In 2004, Super Bowl XXXVIII was scheduled to be a complete snorer.  New England was clearly a better team than Carolina ever hoped to be.  And the halftime show featured Janet Jackson, the aging sister of a spooky superstar, and Justin Timberlake, fresh off a stint as the lead singer of the non-threatening boy band ‘N Sync.  However, as Gomer Pyle used to say; “Surprise! Surprise! Surprise!”  Not only did the game turn into one of the best in history, but Janet and Justin put on a bit of a show themselves.  Does the term “wardrobe malfunction” mean anything to you?  Janet and Justin’s halftime presentation of Janet’s 38-year-old breast scared the bejesus out of the NFL, CBS and the federal government.  With one foul swat, those two crazy kids turned the Super Bowl on its ear.  Suddenly, one of the gooses that was laying the golden eggs couldn’t be trusted.  And if you can’t trust Janet and Justin not to muck up a halftime show, who can you trust?  Hip Hop?  Rappers?  The people down at Super Bowl Central were on the horns of a dilemma: how to keep pulling them in for the halftime show without opening the door to contemporary entertainment.  They came up with a brilliant solution – man boobs!  They’d get male singers so old they wouldn’t dare take their clothes off!

For the next six years, Super Bowl fans were subjected to some of the greatest names in Geriatric Rock.  The list is impressive: from Paul McCartney (who was born two years before D Day) to The Who (where half the original band was already dead.)  Even Prince, the youngest of the crowd, was pushing fifty so hard he could see the pension plan from there.  Combine that with Springsteen, The Stones and Tom Petty, and it looks like the criteria for employment was what were the kids singing at Super Bowl I?  But here’s the deal.  It worked!  The audience grew.  It’s amazing how nostalgia and half-naked Go Daddy ads can prop up an average sporting event.
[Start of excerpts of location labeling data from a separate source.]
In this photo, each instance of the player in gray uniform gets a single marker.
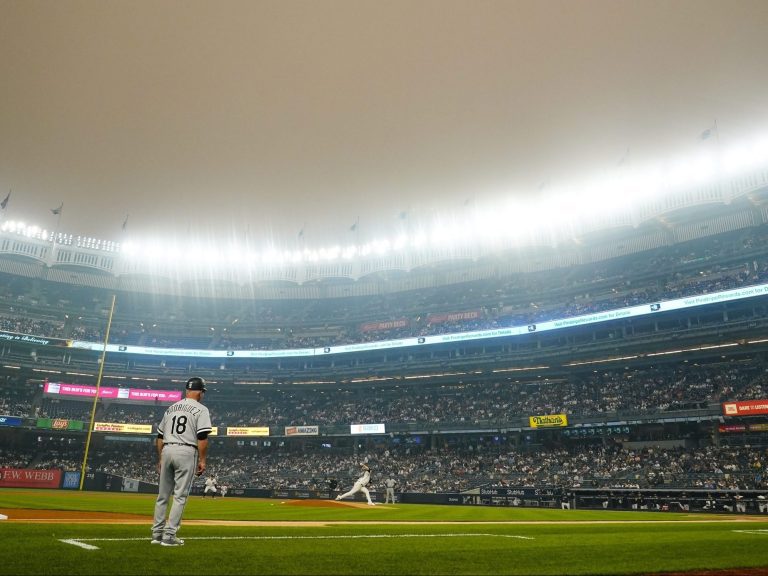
(389, 483)
(182, 447)
(360, 485)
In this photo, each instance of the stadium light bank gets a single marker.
(498, 226)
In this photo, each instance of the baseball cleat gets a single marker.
(172, 541)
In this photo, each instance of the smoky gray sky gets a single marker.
(265, 117)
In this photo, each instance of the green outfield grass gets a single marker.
(566, 543)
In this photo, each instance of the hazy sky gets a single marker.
(267, 117)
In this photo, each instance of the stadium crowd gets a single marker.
(708, 265)
(449, 469)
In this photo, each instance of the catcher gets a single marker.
(360, 485)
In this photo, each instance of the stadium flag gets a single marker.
(711, 132)
(625, 159)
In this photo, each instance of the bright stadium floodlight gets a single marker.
(400, 242)
(420, 240)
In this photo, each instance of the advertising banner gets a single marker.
(29, 478)
(387, 325)
(454, 316)
(60, 424)
(726, 428)
(124, 428)
(366, 429)
(549, 421)
(71, 480)
(36, 340)
(10, 421)
(745, 408)
(107, 392)
(248, 431)
(302, 430)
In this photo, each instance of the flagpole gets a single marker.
(57, 211)
(96, 396)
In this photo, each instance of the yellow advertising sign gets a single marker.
(549, 421)
(126, 428)
(250, 431)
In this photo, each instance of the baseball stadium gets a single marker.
(424, 287)
(592, 402)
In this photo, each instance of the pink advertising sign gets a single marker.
(135, 394)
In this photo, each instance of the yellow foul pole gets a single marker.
(96, 396)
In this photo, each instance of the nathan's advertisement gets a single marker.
(549, 421)
(302, 430)
(248, 431)
(745, 408)
(29, 478)
(124, 428)
(133, 394)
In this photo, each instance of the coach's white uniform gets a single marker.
(178, 432)
(390, 490)
(360, 486)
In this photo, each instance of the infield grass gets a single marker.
(476, 545)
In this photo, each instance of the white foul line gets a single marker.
(81, 542)
(76, 542)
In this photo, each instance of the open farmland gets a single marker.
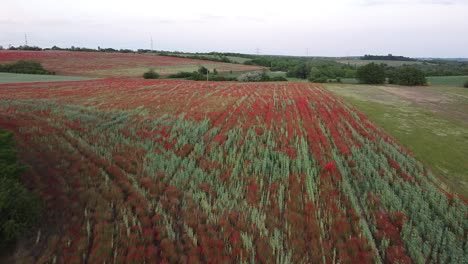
(430, 121)
(393, 63)
(144, 171)
(101, 64)
(20, 78)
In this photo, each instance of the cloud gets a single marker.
(405, 2)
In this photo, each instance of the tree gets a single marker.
(203, 70)
(19, 208)
(151, 74)
(407, 75)
(371, 74)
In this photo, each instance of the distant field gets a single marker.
(100, 64)
(431, 121)
(232, 58)
(447, 80)
(358, 62)
(170, 171)
(19, 78)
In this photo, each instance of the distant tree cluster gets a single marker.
(29, 67)
(259, 76)
(387, 57)
(371, 73)
(19, 209)
(25, 47)
(151, 74)
(407, 75)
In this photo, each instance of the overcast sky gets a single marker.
(416, 28)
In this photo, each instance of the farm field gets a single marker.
(18, 78)
(358, 62)
(456, 81)
(177, 171)
(431, 121)
(100, 64)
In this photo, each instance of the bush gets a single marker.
(28, 67)
(371, 74)
(407, 75)
(254, 77)
(322, 79)
(151, 74)
(203, 70)
(278, 79)
(181, 75)
(19, 209)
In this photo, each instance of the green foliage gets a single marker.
(387, 57)
(19, 208)
(181, 75)
(254, 77)
(29, 67)
(203, 70)
(371, 74)
(407, 75)
(278, 79)
(151, 74)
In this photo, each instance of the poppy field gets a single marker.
(101, 64)
(164, 171)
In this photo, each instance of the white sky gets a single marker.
(417, 28)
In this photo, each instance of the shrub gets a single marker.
(203, 70)
(407, 75)
(151, 74)
(278, 79)
(181, 75)
(371, 74)
(19, 209)
(257, 76)
(321, 79)
(28, 67)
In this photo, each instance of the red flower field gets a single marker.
(101, 64)
(139, 171)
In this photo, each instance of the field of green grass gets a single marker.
(432, 123)
(358, 62)
(457, 81)
(19, 78)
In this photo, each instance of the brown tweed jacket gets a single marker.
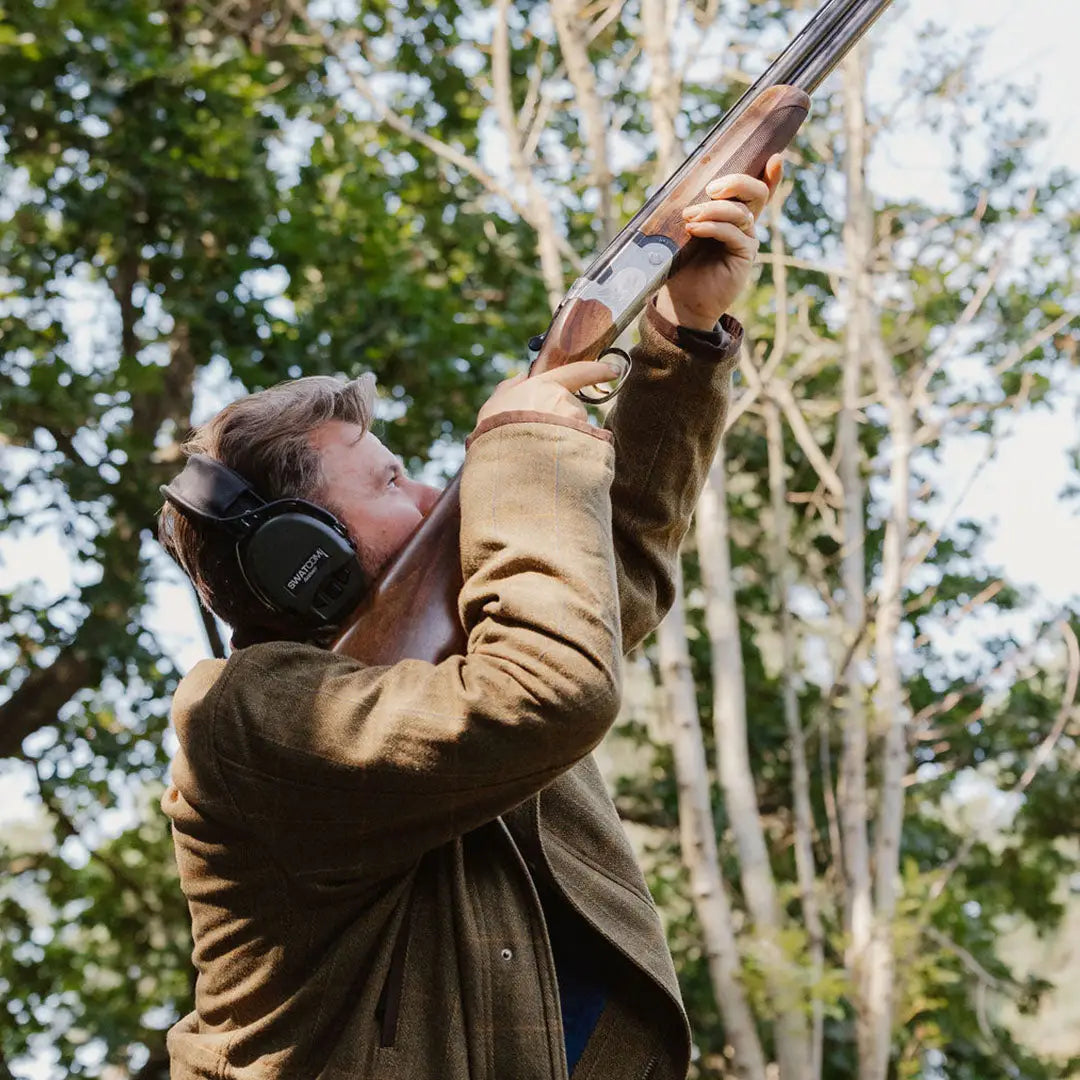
(363, 849)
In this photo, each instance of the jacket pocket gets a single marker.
(388, 1008)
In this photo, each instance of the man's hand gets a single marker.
(551, 391)
(700, 293)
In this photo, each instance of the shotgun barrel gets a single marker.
(410, 611)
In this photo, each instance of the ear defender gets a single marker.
(296, 557)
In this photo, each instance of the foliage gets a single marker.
(201, 203)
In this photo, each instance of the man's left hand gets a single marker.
(700, 293)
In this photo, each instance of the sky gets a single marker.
(1033, 535)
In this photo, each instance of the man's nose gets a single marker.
(429, 496)
(424, 496)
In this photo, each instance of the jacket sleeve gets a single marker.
(667, 422)
(386, 763)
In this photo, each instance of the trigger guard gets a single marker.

This year, it’s Tom Brady’s Patriots, by two touchdowns, over Eli Manning’s Giants — the old Boston/New York rivalry.  The advertisers are showing previews, just as if their ads were Coming Attractions.  A couple of them look decent, although the Avengers went by too fast to notice.  Then, at halftime, Madonna will be wailing away like a virgin.  Madonna may have been controversial in the past, but chances are good she’ll keep her clothes on.  After all, she’s old enough to be most of the player’s m-m-m older sister.

It’s going to be great.  I can smell the guacamole already.

*Just to show you what a big deal the Super Bowl is, notice I didn’t mention football once.